En grève depuis vendredi, les salariés de la brasserie Heineken de Schiltigheim ont manifesté dans les rues de la ville ce mardi 14 février alors que le site doit fermer ses portes à la fin de l’année 2025.
Sifflets, cornes de brume, tambour, pétards. Un cortège assourdissant composé de blousons jaunes et verts siglés d’une fameuse marque de bière perce le brouillard matinal strasbourgeois. Ce mardi 14 février, une centaine de salariés de l’usine Heineken de Schiltigheim, près de Strasbourg, marchaient en direction du parlement européen. Depuis l’annonce de la fermeture de la brasserie de l’Espérance en novembre, ils protestent contre les conditions de départ proposées par la direction de l’entreprise.

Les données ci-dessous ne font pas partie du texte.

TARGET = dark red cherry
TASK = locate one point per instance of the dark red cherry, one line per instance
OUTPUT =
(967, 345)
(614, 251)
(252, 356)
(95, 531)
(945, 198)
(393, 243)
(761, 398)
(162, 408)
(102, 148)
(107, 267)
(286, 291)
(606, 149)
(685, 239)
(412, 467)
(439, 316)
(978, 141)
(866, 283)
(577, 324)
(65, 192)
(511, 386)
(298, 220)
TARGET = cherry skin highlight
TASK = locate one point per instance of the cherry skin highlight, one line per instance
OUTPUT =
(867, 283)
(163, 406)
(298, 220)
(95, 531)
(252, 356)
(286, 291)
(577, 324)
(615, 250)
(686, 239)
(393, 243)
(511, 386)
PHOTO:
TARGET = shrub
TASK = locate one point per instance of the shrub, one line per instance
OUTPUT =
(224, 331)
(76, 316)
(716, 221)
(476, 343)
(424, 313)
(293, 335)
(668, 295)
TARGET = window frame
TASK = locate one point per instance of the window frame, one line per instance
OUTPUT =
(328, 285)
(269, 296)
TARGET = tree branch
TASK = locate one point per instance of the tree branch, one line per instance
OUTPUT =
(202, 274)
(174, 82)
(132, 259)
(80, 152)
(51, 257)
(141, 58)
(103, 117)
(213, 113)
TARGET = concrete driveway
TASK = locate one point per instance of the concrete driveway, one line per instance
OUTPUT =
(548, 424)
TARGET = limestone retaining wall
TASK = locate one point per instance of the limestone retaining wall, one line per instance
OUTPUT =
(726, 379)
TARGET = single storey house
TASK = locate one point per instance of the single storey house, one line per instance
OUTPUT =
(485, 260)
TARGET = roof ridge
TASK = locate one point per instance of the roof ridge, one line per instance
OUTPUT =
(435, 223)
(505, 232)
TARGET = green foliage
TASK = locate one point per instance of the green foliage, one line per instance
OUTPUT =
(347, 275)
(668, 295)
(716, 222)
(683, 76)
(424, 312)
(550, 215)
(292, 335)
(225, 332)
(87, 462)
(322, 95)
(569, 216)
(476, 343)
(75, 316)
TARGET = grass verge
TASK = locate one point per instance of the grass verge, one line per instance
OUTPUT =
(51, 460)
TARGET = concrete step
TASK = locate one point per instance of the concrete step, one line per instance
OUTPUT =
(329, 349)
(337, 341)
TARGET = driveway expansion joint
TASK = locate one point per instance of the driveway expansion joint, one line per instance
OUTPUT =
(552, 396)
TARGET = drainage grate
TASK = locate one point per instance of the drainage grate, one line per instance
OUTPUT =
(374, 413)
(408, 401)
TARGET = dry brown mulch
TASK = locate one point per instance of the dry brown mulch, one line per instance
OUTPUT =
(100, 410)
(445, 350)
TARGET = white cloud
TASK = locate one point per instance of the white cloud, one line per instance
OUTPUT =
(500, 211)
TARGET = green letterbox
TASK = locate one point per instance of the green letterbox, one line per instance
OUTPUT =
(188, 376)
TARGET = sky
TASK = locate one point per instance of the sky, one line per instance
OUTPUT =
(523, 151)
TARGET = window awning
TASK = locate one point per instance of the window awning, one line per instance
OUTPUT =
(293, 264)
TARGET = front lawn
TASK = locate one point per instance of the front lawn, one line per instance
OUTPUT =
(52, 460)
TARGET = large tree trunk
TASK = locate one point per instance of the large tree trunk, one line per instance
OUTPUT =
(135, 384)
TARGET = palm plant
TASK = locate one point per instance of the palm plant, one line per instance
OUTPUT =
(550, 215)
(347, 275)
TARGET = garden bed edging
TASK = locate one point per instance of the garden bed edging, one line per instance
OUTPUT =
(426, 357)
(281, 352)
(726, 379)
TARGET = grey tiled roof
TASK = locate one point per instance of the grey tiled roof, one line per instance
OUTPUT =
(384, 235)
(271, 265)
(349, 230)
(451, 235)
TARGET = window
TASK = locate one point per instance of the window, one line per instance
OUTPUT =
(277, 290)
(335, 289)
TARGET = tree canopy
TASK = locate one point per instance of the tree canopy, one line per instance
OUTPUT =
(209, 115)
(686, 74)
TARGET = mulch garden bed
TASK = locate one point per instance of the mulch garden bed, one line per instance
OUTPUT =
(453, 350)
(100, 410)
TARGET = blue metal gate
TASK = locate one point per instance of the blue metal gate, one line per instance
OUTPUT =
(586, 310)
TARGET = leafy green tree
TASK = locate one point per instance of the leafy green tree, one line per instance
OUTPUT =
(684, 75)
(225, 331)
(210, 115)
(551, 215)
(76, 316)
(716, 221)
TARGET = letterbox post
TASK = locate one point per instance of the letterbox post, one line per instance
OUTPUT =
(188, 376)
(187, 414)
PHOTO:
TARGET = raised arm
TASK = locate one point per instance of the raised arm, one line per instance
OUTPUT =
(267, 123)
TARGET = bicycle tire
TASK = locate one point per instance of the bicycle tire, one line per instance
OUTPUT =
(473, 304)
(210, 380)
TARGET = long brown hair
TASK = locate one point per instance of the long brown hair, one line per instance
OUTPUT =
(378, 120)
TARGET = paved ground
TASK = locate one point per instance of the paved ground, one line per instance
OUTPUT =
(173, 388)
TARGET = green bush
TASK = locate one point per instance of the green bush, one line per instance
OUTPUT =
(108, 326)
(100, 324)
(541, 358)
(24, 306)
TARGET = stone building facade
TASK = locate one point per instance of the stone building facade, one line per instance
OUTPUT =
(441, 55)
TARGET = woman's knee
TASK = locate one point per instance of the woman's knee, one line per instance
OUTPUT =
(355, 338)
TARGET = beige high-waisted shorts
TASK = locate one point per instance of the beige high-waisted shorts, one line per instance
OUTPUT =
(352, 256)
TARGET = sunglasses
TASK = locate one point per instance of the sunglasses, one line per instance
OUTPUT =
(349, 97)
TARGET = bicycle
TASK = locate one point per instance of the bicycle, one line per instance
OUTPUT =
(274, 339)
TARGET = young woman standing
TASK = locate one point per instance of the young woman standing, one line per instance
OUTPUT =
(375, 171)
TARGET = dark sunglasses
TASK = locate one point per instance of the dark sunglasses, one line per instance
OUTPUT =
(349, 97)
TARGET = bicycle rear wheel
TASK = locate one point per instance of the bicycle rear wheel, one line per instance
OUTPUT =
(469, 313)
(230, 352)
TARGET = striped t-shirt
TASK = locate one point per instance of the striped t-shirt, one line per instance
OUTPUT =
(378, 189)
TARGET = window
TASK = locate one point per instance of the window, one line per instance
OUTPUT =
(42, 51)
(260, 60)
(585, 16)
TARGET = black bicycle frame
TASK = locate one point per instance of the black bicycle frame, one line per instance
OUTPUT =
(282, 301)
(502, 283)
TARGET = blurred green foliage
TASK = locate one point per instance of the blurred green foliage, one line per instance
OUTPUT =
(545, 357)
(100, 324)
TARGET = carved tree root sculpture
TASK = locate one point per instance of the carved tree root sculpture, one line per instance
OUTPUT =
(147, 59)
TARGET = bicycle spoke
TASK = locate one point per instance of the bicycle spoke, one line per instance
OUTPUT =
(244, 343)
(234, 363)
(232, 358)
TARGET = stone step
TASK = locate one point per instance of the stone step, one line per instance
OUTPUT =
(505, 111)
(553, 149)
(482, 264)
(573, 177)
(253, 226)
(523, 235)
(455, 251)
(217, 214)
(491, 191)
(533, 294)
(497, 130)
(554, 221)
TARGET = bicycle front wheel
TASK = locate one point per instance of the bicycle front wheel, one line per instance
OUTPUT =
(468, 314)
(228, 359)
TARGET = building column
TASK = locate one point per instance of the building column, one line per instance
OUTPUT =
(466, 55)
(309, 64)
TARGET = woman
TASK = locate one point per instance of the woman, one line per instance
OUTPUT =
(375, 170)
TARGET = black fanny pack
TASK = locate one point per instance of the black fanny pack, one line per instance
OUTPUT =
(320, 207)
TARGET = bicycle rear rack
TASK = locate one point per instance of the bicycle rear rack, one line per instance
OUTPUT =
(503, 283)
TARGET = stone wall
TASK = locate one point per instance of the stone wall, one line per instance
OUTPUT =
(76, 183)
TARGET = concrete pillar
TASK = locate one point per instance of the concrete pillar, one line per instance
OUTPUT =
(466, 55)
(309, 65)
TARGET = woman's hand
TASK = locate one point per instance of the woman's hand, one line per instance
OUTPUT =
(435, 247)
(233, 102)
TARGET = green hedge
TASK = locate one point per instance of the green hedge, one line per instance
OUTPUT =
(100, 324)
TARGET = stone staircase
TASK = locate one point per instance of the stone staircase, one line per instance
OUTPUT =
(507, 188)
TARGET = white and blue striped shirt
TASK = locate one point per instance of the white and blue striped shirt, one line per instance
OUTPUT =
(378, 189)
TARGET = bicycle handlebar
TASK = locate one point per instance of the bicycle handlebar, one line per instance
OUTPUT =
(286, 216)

Si la brume finit par se dissiper, l’avenir des salariés reste lui totalement flou.
« Une baisse des parts de marché » et une « augmentation du coût des matières premières et de l'énergie ». Voilà comment le groupe néerlandais Heineken justifiait à l’AFP, le 15 novembre dernier, la fermeture de son site historique de Schiltigheim. Des négociations autour d’un plan de sauvegarde de l’emploi (PSE) ont alors été ouvertes entre la direction et les salariés et doivent aboutir à la fermeture de l’usine d’ici 2025. Des mesures de reclassement internes seraient prévues, notamment en direction des sites de Mons-en-Barœul (Nord) et de Marseille, villes où l’entreprise souhaite regrouper sa production. Depuis vendredi 10 février, une partie des 220 salariés débraye. « Aujourd’hui c’est toute l’usine qui est en grève ! » s’enthousiasme l’un des manifestants, entre deux coups de sifflet. « La priorité, c’est de maintenir notre usine ouverte. On veut aussi que ceux qui souhaitent partir en mobilité externe puissent le faire », soutient Mickaël Burck, délégué du personnel pour la CFDT.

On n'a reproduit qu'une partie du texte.